= Uropod (immunology) =

Uropods, in immunology, refer to the hind part of polarized cells during cell migration that stabilize and move the cell. Polarized leukocytes move using amoeboid cell migration mechanisms, with a small leading edge, main cell body, and posterior uropod protrusion. Cytoskeleton contraction and extension, controlled by various polarized signals, helps propel the cell body forward. Leukocyte polarization is an important requirement for migration, activation and apoptosis in the adaptive and innate immune systems; most leukocytes, including monocytes, granulocytes, and T and B lymphocytes migrate to and from primary and secondary lymphoid organs to tissues to initiate immune responses to pathogens.

== Role in amoeboid cell migration ==
Amoeboid cell migration mechanisms enable rapid movement without strong adhesion to tissue and that doesn't harm cell tissues, as opposed to other types of cell migration. The cell is also able to interact and integrate environmental signals so it can quickly find and follow chemical signals left by other cells or pathogens. Amoeboid movement generally consists of four main stages of movement:
1. The leading edge protrudes via changes in the actin cytoskeleton, sometimes with protrusions called pseudopods
2. Membrane and surface receptors interact with the substrate (usually other cells)
3. Actomyosin mediates contraction of the cell body
4. The cell body is pushed forward and adhesion forces in the rear uropod release
In more detail, after receptors on the cell recognize extracellular signals, cell contents are polarized to create different front and rear environments. Already, adhesion forces between the substrate and cell are present in the form of integrin/ICAM binding between cells. The uropod protrusion extends from the cell body due to actin polymerization and actomyosin extension, as cellular signals interact with cell and membrane contents. Actomyosin contraction pushes the cell forward by squeezing the cell contents in the direction of cell movement, prompting release of adhesion forces between the cell and environment and resulting in an overall change in position towards the extracellular signals.
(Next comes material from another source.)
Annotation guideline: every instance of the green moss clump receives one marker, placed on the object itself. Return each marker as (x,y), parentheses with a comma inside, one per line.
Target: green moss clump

These cyclic steps ensure fast movement towards a specific stimulus, such as pathogenic proteins or other signals.

== Mechanism ==
The uropod protrudes backward from the nucleus and main cell body and contains specific organelles, densely packed adhesion and signaling proteins, and cytoskeletal proteins. Several cell organelles are present in the rear of the cell to aid in quick and efficient movement, including the microtubule-organizing center, the golgi apparatus, and the endoplasmic reticulum. Mitochondria also localize near the uropod to efficiently deliver ATP to ATP-dependent actomyosin contraction. This redistribution of cell contents towards polarized structures is also important for cell activation, cell communication, and apoptosis, and thus uropod formation plays a crucial part in these functions.

Though research is ongoing, many cell signals and mechanisms are known to play a part in uropod formation and retraction. In leukocytes, polarized RhoA signaling regulates uropod formation and retraction, in comparison with CDC42 signaling in the leading edge pseudopods. These enzymes, both in the Rho family, interact with other factors such as GEFs, GAPs, myosin II and Rac proteins to control front and rear cytoskeletal elements and create the cycle of movement important to cell movement. Cyclic GMP and AMP have been shown to affect uropod formation, and are generally important for cell polarization and chemotaxis. Uropod membranes generally have high density of CD43 and CD44 and adhesion receptors (ICAM-1, ICAM-3, B1 integrins, and ERM adaptor proteins). These receptors mediate cell-matrix and cell-cell interactions during migration and have an anchoring function, which serves to steady the leukocyte and interact with tissue cells. Lipid rafts segregated to the uropod and leading edge are also known to aid actomyosin activity.